(January 13, 2013) India on Friday marked one year since its last case of polio,
a major victory in the global effort to eradicate the crippling disease. U.S. Health
and Human Services Secretary Kathleen Sebelius marked the occasion by administering
the oral polio vaccine to a group of children at a maternal health clinic in New Delhi.
If no previously undisclosed cases are uncovered in the coming weeks, India will be
removed from the list of endemic countries, leaving only Pakistan, Afghanistan and
Nigeria. India's success in fighting polio has been credited to a partnership between
the government, the United Nations’ World Health Organization, the UN’s children fund,
UNICEF and Rotary International, whose members have contributed more than $1 billion
to the global eradication effort. The achievement gives a boost to those who had begun
to lose hope of ever defeating the stubborn disease. “Marching ahead, the goal now
is to sustain this momentum,” said Deepak Kapur, head of Rotary's polio eradication
program in India.
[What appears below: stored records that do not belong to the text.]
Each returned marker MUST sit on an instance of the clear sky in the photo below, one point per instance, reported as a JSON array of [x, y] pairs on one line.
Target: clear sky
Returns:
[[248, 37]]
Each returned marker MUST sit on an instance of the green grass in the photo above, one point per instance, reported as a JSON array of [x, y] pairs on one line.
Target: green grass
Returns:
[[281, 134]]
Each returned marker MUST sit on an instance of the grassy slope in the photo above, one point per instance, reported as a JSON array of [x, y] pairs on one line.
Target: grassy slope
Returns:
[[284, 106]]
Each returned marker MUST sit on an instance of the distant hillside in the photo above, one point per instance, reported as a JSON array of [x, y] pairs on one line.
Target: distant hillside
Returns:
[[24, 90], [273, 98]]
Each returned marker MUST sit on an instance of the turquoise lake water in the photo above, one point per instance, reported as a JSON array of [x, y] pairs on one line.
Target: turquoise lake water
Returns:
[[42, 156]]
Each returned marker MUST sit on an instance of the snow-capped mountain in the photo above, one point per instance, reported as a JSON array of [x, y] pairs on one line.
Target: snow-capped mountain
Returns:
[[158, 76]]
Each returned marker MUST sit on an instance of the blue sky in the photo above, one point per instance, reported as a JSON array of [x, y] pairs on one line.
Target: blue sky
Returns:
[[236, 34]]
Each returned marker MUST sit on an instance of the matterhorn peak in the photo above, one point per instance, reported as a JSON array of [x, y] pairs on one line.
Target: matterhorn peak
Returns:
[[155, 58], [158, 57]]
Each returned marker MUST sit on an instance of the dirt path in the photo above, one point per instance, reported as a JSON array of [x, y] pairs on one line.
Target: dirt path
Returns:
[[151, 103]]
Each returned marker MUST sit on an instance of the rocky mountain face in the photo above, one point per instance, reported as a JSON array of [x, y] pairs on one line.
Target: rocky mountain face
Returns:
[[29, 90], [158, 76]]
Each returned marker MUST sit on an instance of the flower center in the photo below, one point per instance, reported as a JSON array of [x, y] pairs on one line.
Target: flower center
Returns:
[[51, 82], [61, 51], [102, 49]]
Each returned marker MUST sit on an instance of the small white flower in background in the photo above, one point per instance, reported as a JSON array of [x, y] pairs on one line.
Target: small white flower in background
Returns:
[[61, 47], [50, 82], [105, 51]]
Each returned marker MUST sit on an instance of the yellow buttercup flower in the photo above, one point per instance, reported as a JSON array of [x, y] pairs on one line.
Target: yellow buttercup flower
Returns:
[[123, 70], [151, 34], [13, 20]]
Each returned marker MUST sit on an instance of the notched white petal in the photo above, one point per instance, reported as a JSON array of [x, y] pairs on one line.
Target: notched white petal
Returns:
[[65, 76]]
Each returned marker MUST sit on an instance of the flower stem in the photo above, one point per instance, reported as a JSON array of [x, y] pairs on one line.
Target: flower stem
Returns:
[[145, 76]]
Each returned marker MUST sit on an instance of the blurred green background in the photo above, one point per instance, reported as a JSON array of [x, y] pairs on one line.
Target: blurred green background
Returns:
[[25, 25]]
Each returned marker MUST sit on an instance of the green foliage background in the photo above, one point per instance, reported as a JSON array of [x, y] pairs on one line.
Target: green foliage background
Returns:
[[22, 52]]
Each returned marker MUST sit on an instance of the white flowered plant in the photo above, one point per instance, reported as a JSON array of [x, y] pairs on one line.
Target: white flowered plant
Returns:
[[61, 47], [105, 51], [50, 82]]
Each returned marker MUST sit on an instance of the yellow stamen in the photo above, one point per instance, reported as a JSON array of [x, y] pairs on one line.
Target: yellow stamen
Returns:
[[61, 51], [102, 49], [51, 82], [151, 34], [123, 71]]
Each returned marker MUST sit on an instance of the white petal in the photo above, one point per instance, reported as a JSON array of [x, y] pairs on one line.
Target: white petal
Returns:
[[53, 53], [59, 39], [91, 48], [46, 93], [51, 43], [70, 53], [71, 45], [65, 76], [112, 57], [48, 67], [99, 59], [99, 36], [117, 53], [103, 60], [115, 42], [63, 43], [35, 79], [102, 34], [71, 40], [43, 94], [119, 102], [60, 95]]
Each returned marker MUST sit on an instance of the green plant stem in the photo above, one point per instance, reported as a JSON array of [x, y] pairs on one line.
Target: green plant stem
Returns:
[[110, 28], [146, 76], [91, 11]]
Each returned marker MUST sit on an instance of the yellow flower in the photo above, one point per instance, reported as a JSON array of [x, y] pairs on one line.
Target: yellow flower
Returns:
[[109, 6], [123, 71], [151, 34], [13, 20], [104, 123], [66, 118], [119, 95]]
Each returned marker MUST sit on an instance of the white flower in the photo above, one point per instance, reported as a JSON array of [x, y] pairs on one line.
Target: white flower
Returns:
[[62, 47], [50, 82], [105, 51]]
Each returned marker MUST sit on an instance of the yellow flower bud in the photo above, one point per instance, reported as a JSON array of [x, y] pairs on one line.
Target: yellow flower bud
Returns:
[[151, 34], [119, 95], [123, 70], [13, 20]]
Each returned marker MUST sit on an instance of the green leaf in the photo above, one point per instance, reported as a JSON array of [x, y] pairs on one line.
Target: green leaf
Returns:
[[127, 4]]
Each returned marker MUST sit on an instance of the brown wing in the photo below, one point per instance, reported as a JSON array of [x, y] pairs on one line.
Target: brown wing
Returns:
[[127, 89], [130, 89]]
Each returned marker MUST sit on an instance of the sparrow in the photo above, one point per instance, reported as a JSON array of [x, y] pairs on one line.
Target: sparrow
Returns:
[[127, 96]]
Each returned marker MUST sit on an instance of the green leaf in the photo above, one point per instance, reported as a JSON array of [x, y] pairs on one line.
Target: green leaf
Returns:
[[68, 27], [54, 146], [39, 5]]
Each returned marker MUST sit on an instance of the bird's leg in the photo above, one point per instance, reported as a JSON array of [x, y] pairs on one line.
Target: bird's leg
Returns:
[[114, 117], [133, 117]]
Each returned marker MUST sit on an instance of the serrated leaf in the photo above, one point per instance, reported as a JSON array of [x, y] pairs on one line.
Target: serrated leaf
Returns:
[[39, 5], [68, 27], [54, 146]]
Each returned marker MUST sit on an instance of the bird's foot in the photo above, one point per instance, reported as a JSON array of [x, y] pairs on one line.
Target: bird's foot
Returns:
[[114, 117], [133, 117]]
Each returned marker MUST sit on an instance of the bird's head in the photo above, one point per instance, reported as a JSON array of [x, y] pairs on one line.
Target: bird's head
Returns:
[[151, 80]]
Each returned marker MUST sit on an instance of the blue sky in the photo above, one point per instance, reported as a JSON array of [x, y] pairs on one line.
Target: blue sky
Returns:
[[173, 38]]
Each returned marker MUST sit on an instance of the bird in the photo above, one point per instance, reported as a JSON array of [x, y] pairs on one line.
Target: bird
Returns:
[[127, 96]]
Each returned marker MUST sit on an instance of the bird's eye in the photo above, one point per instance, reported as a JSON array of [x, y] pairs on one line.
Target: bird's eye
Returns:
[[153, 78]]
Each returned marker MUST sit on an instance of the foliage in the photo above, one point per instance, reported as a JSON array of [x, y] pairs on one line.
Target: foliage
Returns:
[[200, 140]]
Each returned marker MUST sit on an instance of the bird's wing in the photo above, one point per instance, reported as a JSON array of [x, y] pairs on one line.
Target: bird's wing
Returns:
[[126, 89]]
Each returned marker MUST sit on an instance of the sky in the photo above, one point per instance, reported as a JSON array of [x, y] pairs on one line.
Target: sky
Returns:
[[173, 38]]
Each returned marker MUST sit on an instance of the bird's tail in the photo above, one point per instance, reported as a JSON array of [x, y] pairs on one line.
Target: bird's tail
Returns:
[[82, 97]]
Polio, that until the 1950s also crippled thousands every year
in rich nations, attacks the nervous system and can cause irreversible paralysis within
hours of infection. It often spreads in areas with poor sanitation - a factor that
helped it keep a grip on India for many decades – and children under five are the
most vulnerable. But it can be stopped with comprehensive, population-wide vaccination.